Saturday, March 5, 2016

The End of the Affair

Movie Name: The End of the Affair
Year of Release: 1999
Director: Neil Jordan
Stars: Ralph Fiennes, Julianne Moore, Stephen Rea, Jason Isaacs, Ian Hart, Deborah Findlay, Simon Fisher-Turner, Penny Morrell
Genre: Drama
Score out of ten (whole numbers only): 7
Watch it on Amazon

Synopsis & Review:
Director Neil Jordan had a stupendous decade in the 90s. Following his Oscar winning "The Crying Game", he followed that film with "Interview with the Vampire", "Michael Collins" and "The Butcher Boy", all equally well received. "The End of the Affair" placed him again in the Oscar race, and the film earned a few Oscar nominations, namely Julianne Moore's as best actress. The film is the adaptation of a novel by Graham Greene and follows the story of Maurice Bendrix, a novelist, as he recalls an affair he had with the beautiful Sarah Miles. That affair ended abruptly much to his surprise, and on a chance encounter, Maurice encounters Sarah's husband, which re-ignites his interest in Sarah and finding out what happened to their relationship.
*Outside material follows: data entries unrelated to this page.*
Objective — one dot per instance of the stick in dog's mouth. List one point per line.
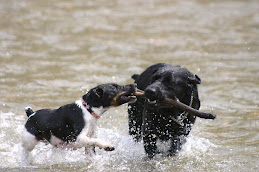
(176, 102)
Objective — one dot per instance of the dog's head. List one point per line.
(110, 95)
(171, 83)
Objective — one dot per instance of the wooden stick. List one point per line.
(176, 102)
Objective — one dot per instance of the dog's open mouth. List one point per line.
(124, 97)
(128, 98)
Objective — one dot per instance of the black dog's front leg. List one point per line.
(149, 140)
(135, 111)
(149, 136)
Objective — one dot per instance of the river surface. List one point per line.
(53, 51)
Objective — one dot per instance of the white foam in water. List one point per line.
(127, 156)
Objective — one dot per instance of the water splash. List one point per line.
(127, 156)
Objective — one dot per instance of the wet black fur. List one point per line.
(153, 122)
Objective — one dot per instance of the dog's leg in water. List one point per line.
(83, 141)
(29, 141)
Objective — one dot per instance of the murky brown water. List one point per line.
(52, 51)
As he probes deeper to the dissolution of the affair, he comes to find out the real meaning of Sarah's love and sacrifice.
Neil Jordan's career has been punctuated by some terrific features that anchor themselves in the capability that he has of subverting genres and mixing them to unique effect (as was the case of his most celebrated features "The Company of Wolves", "Mona Lisa", "The Crying Game" and "Breakfast on Pluto"). "The End of the Affair" is one of his most powerful features, since it vividly brings to life the erotic affair of a couple, who is abruptly finished by the circumstances of war and ultimately of faith. The film is based on the novel by Graham Green, who in turn wrote it based on events of his own life. It's a film that successfully showcases the fervor of the connection between the main couple, but also of how faith can really have a tremendous impact in people's lives. Both Ralph Fiennes and Julianne Moore are fantastic in the central roles, while the cinematography from Roger Pratt and score from acclaimed composer Michael Nyman are unforgettable. A very good film always worth revisiting.